ChatGPT, which is a breakthrough in generative AI, was created based on GPT-3. Brown et al. (2020) explain that GPT-3 is an autoregressive language transformation model trained using 175 billion parameters. The model was trained to have the following capabilities:

1)  Language modeling and task completion: the ability to understand language modeling, predict the focus word, complete sentences or paragraphs, or choose among possibilities to complete a text.

2)  Answering questions: the ability to answer questions without additional information for conditioning.

3)  Translation: the model's ability to perform language translation from English to several other languages it was trained on previously.

4)  Winograd-Style tasks: the ability to determine which word a pronoun refers to, when the pronoun is ambiguous in the sentence but not semantically ambiguous to humans.

5)  Common sense reasoning: the ability to perform reasoning physically or scientifically.

6)  Reading comprehension: the ability to understand reading material.

7)  SuperGLUE: ability in feature detection and matching.

8)  NLI (Natural Language Inference): the ability to understand the relationship between two sentences.

9)  Qualitative and synthetic tasks: the ability to perform dynamic calculations, understand new patterns that may not have existed in the training data, or quickly adapt to an unusual task.

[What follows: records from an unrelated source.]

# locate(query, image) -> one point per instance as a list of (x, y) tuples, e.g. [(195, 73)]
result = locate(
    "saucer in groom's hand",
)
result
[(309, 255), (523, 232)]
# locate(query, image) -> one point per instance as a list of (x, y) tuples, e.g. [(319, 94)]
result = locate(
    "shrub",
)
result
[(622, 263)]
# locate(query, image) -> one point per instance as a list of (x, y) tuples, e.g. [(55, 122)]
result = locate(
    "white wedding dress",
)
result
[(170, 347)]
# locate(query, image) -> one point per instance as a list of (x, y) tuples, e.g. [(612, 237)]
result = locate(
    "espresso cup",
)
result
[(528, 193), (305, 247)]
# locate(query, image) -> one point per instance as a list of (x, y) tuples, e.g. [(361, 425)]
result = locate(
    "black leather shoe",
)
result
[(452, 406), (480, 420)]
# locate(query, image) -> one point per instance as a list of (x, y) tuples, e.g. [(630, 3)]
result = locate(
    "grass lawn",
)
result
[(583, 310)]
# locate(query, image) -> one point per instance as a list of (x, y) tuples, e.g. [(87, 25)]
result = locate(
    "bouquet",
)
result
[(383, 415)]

This includes arithmetic calculations, word scrambling and manipulation, grammar correction, and writing creation.

These capabilities of AI in general can provide three advantages in tasking capability; task scalability, which means that AI is able to process vast quantities of data, task cost where under certain conditions, AI processes are more cost-effective than humans, and task quality where AI in some cases surpassed human in the task quality (Young et al., 2019).

 

Integration of AI Technology in the Policy Process

Young et al. (2019) describe five problems in the current administrative decision-making; 1) innacurate predictions, 2) inconsistent quality of discretion, 3) bias in discretion, 4) corruption, and 5) high labor costs on the semi-routine bureaucratic tasks. Indonesia is the largest archipelagic country in the world, with more than 300 ethnic groups or ethnic groups (Administrator, 2017). The vastness of the region, cultural richness, and community character lead to high socio-economic dynamics. To deal with this, with increasing societal interconnection and the rapid flow of information, bureaucracy can become an obstacle in policy making. In this era of Industry 4.0, various areas of national life produce enormous amounts of data, but only a few government agencies can process the potential of such large amounts of data to improve the quality of decision-making and carry out orders to handle public issues and problems (Charles et al., 2022).

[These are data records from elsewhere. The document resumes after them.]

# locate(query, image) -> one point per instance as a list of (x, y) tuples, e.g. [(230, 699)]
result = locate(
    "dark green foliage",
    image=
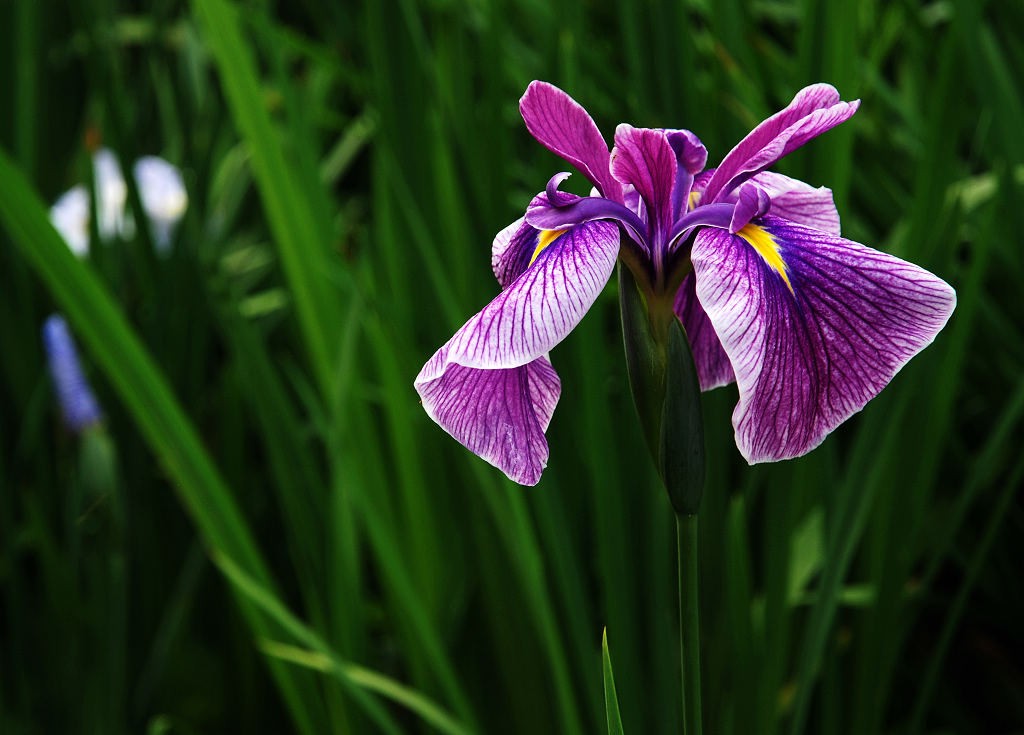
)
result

AI has the ability to analyze and process very large and complex data. The government's use of applications to receive information and store data from the public gives the government the authority to manage public BD for the public interest. Seeing examples of the use of AI in processing data and information during the pandemic, the government can utilize AI technology in formulating policies and making decisions relating to the public. This is in line with the National Strategy for Artificial Intelligence formulated by the government in collaboration with various stakeholders in 2020, that intelligence technology will be an important component in providing solutions to city governance challenges. Where city problems can be immediately identified in real-time through IoT and understood through machine learning, AI, and others to be able to support taking actions or decisions according to the most optimal solution (BPPT, 2020).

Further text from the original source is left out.